In the previous article, we took a detailed look at Simple Linear Regression. In this post, we will take a quick look at Multiple Linear Regression in which there is more than one independent variables to predict the value of the dependent variable (y).
Lets introduce two more independent variables qsec and drat and analyse the results. In simple regression, the coefficient estimate (or the slope) of wt was -5.3445 and when we introduce additional variables the estimate changes to -4.3978 because of the impact of the additional variables.
The estimate tells us how much the dependent variable is expected to increase when that independent variable increases by one unit, holding all the other independent variables constant.

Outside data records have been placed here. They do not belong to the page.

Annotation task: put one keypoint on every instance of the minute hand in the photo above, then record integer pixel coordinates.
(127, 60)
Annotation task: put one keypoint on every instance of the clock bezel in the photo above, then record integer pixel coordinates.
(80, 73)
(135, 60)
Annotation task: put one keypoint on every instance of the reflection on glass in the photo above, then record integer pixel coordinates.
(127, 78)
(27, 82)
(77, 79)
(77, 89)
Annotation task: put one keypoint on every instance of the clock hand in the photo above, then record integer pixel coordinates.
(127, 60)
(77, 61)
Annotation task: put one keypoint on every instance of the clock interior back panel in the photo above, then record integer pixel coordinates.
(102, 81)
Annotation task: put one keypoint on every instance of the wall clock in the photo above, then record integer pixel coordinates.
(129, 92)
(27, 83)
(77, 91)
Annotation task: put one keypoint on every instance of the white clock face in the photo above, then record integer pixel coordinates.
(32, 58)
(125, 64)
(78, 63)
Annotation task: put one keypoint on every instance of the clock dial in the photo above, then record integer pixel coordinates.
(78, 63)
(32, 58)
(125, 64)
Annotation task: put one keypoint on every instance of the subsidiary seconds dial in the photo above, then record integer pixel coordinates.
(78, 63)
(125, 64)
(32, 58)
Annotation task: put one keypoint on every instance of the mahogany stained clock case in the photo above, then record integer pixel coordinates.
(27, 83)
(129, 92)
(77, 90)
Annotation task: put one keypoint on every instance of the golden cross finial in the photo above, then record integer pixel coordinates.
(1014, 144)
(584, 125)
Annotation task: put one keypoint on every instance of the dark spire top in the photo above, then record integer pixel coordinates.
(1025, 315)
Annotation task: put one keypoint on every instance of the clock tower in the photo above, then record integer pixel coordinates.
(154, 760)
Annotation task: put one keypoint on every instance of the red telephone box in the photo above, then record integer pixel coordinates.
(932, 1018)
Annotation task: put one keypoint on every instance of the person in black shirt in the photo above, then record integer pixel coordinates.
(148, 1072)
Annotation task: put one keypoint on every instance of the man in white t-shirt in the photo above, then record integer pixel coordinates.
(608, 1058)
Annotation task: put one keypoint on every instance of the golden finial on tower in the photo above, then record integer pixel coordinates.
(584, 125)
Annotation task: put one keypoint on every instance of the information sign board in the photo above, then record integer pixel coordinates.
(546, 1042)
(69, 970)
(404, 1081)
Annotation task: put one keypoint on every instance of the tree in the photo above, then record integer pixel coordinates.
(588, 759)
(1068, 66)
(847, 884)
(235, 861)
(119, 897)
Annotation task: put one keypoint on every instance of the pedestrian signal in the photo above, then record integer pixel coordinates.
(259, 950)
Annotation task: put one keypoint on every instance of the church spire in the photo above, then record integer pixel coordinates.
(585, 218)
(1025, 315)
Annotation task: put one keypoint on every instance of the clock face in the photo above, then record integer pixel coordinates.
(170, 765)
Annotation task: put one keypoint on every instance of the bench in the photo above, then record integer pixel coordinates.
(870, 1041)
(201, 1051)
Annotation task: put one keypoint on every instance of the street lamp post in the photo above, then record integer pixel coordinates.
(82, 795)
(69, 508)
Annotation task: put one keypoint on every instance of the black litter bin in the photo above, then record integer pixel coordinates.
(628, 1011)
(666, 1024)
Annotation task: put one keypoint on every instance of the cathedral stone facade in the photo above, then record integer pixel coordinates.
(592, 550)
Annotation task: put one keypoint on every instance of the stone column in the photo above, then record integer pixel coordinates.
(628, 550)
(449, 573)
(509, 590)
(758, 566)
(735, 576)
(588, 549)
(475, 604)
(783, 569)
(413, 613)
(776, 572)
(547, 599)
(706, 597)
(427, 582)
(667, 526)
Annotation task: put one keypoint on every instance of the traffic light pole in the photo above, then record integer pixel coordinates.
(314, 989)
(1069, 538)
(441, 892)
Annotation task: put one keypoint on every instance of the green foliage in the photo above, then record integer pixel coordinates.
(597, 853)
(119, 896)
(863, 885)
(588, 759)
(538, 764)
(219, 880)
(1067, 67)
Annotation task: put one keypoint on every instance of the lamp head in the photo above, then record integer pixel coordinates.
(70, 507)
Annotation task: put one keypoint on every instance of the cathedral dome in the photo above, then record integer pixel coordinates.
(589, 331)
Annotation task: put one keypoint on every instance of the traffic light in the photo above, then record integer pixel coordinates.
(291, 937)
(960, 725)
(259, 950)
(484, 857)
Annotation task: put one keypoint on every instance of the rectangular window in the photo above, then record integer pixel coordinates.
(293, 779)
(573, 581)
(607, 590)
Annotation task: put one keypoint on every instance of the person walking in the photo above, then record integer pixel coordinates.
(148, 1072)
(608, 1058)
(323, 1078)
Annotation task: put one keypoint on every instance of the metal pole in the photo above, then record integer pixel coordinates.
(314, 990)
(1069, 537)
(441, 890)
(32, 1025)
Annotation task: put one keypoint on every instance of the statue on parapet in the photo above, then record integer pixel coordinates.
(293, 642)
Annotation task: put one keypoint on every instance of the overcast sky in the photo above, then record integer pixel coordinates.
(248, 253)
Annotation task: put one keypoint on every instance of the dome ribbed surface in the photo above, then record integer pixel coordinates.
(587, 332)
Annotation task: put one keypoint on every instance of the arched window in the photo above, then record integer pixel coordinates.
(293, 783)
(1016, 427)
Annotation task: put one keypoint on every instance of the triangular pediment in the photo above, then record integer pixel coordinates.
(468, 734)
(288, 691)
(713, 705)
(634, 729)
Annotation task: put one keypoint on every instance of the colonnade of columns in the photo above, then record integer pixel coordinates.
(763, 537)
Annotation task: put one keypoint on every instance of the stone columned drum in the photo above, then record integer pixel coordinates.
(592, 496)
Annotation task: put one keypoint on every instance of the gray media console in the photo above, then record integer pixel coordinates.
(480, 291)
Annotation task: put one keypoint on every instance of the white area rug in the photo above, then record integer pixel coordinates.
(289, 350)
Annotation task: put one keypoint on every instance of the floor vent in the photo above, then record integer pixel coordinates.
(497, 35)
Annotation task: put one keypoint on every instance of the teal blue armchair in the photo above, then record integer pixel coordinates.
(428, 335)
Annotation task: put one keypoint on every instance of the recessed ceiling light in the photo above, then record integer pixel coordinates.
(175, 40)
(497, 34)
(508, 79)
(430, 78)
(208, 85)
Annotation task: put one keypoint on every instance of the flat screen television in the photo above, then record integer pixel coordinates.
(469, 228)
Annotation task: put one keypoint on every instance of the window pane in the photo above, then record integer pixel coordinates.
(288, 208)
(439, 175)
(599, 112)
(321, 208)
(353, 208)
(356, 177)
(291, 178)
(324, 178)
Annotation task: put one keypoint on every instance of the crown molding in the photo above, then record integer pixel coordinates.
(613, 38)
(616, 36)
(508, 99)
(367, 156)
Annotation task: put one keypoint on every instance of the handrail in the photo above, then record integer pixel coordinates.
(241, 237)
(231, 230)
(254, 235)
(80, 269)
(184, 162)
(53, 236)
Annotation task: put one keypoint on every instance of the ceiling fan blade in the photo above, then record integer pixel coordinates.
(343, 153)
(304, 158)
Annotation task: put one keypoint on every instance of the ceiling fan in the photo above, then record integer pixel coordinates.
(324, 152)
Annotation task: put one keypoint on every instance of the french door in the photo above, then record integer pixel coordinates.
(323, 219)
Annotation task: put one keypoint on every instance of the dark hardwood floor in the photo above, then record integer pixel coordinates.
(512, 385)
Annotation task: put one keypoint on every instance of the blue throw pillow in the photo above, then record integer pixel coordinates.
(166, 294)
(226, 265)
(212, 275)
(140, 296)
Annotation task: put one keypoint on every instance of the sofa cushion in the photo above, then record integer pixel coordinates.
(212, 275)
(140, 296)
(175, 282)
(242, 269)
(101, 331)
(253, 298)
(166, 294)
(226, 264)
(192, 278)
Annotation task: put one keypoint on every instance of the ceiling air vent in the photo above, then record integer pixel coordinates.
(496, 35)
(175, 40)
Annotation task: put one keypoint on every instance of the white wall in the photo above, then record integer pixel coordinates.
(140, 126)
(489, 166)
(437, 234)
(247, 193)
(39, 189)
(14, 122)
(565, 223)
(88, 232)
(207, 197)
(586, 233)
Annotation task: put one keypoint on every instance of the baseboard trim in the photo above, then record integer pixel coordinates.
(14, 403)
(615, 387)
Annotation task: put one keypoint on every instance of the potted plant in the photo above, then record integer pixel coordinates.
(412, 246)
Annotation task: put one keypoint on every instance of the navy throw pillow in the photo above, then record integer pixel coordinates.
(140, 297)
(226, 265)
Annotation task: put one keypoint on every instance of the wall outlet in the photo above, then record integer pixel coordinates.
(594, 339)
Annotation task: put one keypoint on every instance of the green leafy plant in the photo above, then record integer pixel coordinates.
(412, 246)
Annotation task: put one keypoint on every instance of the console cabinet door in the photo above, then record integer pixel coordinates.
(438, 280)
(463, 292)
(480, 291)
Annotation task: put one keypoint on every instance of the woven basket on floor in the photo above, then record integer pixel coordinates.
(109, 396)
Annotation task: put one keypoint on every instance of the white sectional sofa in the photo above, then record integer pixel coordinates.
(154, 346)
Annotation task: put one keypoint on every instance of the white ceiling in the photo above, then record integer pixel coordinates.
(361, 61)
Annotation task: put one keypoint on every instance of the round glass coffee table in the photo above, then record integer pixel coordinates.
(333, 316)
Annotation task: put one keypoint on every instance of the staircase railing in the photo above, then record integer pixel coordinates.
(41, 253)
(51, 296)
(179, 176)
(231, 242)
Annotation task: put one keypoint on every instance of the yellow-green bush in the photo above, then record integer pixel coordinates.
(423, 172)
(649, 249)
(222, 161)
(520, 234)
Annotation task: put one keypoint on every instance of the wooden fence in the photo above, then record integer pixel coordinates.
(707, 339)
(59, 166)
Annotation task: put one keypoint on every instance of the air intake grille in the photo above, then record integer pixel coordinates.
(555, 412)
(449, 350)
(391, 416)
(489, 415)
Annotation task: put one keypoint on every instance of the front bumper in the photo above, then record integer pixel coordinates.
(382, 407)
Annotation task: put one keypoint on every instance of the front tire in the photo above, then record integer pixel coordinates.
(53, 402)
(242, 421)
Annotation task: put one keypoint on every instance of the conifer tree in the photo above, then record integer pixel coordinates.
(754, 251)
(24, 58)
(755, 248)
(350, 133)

Looking at the summary() of the model, we can make the following observations :
- The residuals are more or less normally distributed
- wt and qsec are statistically significant as they have very low p values.
- The p-value of drat is higher than our cut off of 0.05 and its 95% confidence interval contains 0, both indicating that its not statistically significant
- The multiple R-squared indicates that the model accounts for 83% of the variance
- The F statistic represents the overall model prediction. The value of 47.93 is greater than the critical value of 2.94 and a low probability indicates that it is statistically significant.
- The absolute values of the standardised betas indicates wt has the strongest effect of 0.71
lm.fit <- lm(mpg~wt+qsec+drat, data = mtcars)
summary(lm.fit)
##
## Call:
## lm(formula = mpg ~ wt + qsec + drat, data = mtcars)
##
## Residuals:
## Min 1Q Median 3Q Max
## -4.1152 -1.8273 -0.2696 1.0502 5.5010
##
## Coefficients:
## Estimate Std. Error t value Pr(>|t|)
## (Intercept) 11.3945 8.0689 1.412 0.16892
## wt -4.3978 0.6781 -6.485 5.01e-07 ***
## qsec 0.9462 0.2616 3.616 0.00116 **
## drat 1.6561 1.2269 1.350 0.18789
## ---
## Signif. codes: 0 '***' 0.001 '**' 0.01 '*' 0.05 '.' 0.1 ' ' 1
##
## Residual standard error: 2.56 on 28 degrees of freedom
## Multiple R-squared: 0.837, Adjusted R-squared: 0.8196
## F-statistic: 47.93 on 3 and 28 DF, p-value: 3.723e-11
qf(p=0.05, df1 = 3, df2 = 28, lower.tail = FALSE)
## [1] 2.946685
confint(lm.fit)
## 2.5 % 97.5 %
## (Intercept) -5.1339149 27.922817
## wt -5.7868161 -3.008776
## qsec 0.4102527 1.482155
## drat -0.8571278 4.169418
QuantPsyc::lm.beta(lm.fit)
## wt qsec drat
## -0.7139693 0.2805421 0.1469244
There are couple of additional concepts in multiple regression that we need to look at
Variance Inflation Factor (VIF)
In a multiple regression model, it is possible that one of the dependent variables can be linearly predicted from the other dependent variables. This phenomenon is called multicollinearity. And we can use Variance Inflation Factor (VIF) to measure this.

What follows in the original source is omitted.